I dropped my gathered sticks and stomped on past her down the tide mark, blind with anger. I reached the tip of the crescent and strode up a path in the rise, climbing for a long while before sitting in the long grass. The wind came in gusts off the sea and knocked the grass flat. I could see Helen walking back along the line where the sand became dunes, a small figure, no bigger than my thumbnail. I remembered a conversation in Berlin where Abu Leila himself had told me that “my purpose was now being played out” in London. I remembered him telling me, in Cyprus, that I would be going to Berlin, telling me that I should study German at The English School in Nicosia, that I would go to Moscow, that I would do this, do that.
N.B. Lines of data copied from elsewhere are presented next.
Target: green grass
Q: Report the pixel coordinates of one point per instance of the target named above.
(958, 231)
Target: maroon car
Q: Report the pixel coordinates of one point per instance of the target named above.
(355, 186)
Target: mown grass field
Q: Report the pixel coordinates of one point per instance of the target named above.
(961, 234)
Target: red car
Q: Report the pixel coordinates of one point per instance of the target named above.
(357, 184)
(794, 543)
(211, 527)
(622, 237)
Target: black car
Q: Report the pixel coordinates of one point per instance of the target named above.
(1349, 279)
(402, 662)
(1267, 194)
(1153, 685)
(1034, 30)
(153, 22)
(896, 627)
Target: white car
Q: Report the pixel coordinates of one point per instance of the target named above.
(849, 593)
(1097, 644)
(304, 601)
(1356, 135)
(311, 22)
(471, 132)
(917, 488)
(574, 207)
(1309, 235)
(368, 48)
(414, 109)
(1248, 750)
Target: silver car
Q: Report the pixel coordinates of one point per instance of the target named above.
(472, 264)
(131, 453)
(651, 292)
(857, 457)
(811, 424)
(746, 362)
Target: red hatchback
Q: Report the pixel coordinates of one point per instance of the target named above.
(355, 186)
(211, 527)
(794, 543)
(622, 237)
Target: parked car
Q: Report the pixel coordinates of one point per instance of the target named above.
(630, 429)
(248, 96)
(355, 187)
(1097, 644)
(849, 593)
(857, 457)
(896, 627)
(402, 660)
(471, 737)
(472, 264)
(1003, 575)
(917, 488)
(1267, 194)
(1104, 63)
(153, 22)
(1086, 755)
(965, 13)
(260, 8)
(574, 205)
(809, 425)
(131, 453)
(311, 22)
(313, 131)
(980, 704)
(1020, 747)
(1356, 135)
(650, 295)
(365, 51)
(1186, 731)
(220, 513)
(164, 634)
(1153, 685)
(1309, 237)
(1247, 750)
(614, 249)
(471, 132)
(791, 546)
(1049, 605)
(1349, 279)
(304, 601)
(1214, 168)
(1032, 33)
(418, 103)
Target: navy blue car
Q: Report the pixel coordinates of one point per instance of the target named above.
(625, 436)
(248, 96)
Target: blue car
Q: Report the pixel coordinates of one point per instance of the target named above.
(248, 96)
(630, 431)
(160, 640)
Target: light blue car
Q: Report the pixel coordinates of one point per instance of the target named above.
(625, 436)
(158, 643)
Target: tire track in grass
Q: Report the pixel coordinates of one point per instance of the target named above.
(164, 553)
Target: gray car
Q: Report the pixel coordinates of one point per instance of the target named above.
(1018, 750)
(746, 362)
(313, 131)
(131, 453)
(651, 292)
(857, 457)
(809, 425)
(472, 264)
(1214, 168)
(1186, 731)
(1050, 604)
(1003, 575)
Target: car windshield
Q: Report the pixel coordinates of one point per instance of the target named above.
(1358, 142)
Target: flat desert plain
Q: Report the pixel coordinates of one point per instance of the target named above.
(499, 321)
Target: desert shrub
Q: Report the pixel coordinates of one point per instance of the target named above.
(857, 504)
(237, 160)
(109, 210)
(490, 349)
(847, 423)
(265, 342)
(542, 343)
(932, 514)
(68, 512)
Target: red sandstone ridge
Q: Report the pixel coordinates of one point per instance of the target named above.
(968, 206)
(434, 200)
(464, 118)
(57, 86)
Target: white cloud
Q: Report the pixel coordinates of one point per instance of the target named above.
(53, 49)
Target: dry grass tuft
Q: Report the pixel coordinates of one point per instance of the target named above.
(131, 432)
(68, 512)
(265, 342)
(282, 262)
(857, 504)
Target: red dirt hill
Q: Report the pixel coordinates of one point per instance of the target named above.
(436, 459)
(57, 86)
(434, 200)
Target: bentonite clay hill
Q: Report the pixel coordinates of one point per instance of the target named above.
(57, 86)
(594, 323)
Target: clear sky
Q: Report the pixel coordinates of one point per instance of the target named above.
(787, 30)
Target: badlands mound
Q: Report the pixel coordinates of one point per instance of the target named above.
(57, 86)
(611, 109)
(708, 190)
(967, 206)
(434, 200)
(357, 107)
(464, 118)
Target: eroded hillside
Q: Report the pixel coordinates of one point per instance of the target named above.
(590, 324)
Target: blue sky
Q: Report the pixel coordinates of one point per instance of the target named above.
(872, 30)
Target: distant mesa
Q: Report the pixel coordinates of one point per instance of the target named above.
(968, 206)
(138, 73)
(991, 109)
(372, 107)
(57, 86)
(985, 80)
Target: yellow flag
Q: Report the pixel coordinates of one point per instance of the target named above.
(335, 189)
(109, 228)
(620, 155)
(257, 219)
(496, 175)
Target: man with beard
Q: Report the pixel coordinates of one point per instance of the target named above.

I tried to think of a time when he had asked me whether I’d wanted to do any of these things, but I struggled to think of one. But then wasn’t I a soldier of sorts, even though I had no uniform? Wasn’t I part of a grander plan that called for sacrifice and putting your own interests last? Hadn’t we shaken hands in Beirut all those years ago? I’d known nothing else, no other life, after all. Where would I have been without Abu Leila? Nowhere, I would have answered, were he still alive. But I dared to allow myself to imagine an alternative path I might have taken. Perhaps I would have stayed with my foster family, perhaps I would have gone on to study to be a doctor like Ramzi, set up a practice in Beirut, maybe even in the camp, looking after my people. These thoughts felt like a betrayal of everything Abu Leila had done for me.

Down on the beach I saw a man step out of the dunes several meters in front of Helen; she would have to acknowledge his presence either by stopping or avoiding him. From this distance it looked like he was looking out to sea. She walked in front of him and stopped. He was talking to her. She nodded and pointed out over the grey water. His shape or posture didn’t ring any bells with me; it was not my slopey-shouldered friend, although I wished I had the binoculars with me. They talked for a minute, then Helen walked on and the man watched her walk away. He stood there until she reached the house, then turned and walked back into the dunes. I could see him for a while until the path disappeared into the trees.

Back at the house I found Helen in the kitchen peeling potatoes.

“Are you OK?” she asked.

I nodded.

“I’m sorry if I upset you.”

I told her it was nothing, that I’d overreacted.

“Who was that man on the beach?” I asked.

“What, are you spying on
me
now?” As if I spied on everyone else.

“No, of course not. My question is whether you know him.”

She shook her head. “Do I have to report to you every time I talk to a strange man?”

I kept my voice even; had she not listened to anything I’d told her? “Yes, you do—at the moment I think it would be a good idea,” I said.

She put the peeler down and looked up. “Oh my God, do you think they might have followed us up here?”

“Only if they’ve connected us in some way.” I thought of Zorba retching on his shoes outside Euston. If they had picked me up at Euston after following Helen there from Tufnell Park, or indeed followed me from Cambridge Station, they might have seen me attack him. No doubt he’d have been happy to direct them here. It was the only way they could have found me—I’d been detected as a result of my own jealous rage.

“Should we call the police?”

I repressed an urge to laugh. “And tell them what, exactly?” She made a small pyramid out of the potato peel.

I sat down opposite her. “Tell me about the man,” I said.